Here we have to simplify the given trigonometry expression. In the question it’s already mentioned that we have to solve the above function by using the double angle or half angle formula. By using the formulas of double angle and half angle trigonometry ratios we can simplify the given question.

Complete step by step answer:
The concept known as a double angle is associated with the three common trigonometric ratios: sine (sin), cosine (cos), and tangent (tan). Double, as the word implies, means to increase the size of the angle to twice its size.
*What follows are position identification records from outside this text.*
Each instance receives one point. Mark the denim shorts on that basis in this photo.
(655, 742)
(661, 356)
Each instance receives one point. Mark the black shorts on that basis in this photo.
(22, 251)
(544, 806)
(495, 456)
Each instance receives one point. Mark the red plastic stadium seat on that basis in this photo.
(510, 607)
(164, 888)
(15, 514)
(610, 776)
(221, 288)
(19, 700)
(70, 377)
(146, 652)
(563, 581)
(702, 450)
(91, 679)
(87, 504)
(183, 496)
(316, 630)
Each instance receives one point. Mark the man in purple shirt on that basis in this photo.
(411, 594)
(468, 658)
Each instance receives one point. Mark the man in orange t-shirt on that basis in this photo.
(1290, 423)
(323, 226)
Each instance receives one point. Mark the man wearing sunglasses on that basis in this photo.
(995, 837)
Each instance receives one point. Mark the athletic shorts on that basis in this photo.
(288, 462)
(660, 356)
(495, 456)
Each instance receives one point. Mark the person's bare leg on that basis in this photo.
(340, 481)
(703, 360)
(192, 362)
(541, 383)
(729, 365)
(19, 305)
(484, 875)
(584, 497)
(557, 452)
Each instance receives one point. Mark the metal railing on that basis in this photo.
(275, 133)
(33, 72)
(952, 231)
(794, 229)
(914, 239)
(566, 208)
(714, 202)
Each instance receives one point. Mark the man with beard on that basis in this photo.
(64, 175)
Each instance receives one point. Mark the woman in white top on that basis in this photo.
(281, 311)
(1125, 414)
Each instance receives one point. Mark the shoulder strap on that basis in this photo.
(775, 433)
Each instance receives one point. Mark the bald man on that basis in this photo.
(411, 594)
The double angle and the half angle formula is defined as $\cos 2x = {\cos ^2}x - {\sin ^2}x$ and ${\cos ^2}x = \dfrac{{1 + \cos 2x}}{2}$
Now consider the given trigonometric function $6{\cos ^2}x - 3$ . the double angle formula is defined for ${\cos ^2}x$ is $\cos 2x + {\sin ^2}x = {\cos ^2}x$ , on substituting the formula in the given trigonometric expression we have
$\Rightarrow 6(\cos 2x + {\sin ^2}x) - 3$
On multiplying we have
$\Rightarrow 6\cos 2x + 6{\sin ^2}x - 3$
This is the simplified form by using the double angle formula.
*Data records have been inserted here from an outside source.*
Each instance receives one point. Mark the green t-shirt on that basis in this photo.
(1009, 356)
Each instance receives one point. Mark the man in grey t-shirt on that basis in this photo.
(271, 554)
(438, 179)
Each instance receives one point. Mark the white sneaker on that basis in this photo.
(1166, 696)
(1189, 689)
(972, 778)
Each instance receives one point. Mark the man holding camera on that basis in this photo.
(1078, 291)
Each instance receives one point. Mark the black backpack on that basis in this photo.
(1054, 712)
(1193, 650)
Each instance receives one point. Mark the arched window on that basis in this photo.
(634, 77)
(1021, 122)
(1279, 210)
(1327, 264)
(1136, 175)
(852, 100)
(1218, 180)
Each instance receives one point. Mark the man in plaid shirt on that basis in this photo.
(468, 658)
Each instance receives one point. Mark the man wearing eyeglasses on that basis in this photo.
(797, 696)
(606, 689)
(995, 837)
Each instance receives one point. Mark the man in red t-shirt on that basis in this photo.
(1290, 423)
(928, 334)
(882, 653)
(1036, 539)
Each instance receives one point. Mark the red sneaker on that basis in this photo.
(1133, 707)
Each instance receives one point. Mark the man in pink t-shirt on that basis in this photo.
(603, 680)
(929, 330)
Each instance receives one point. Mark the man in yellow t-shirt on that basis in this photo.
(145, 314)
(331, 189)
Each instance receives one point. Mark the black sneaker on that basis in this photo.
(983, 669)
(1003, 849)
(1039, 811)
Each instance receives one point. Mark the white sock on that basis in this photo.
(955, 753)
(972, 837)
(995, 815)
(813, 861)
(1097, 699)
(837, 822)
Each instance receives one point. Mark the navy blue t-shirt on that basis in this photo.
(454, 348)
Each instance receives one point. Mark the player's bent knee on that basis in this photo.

Now consider the given trigonometric function $6{\cos ^2}x - 3$ . the half angle formula is defined for ${\cos ^2}x$ is ${\cos ^2}x = \dfrac{{1 + \cos 2x}}{2}$ , on substituting the formula in the given trigonometric expression we have
$\Rightarrow 6\left( {\dfrac{{1 + \cos 2x}}{2}} \right) - 3$
On simplifying we have
$\Rightarrow 3\left( {1 + \cos 2x} \right) - 3$
on multiplying we get
$\Rightarrow 3 + 3\cos 2x - 3$
The number 3 and -3 get cancels and we have
$\Rightarrow 3\cos 2x$

Note: In the question they have already mentioned to solve the given problem using the double or half angle formula. Therefore we must know about the formula. Here we have used double angle formula $\cos 2x = {\cos ^2}x - {\sin ^2}x$ and ${\cos ^2}x = \dfrac{{1 + \cos 2x}}{2}$ , with the help of the simple arithmetic operations we have simplified the given trigonometric function.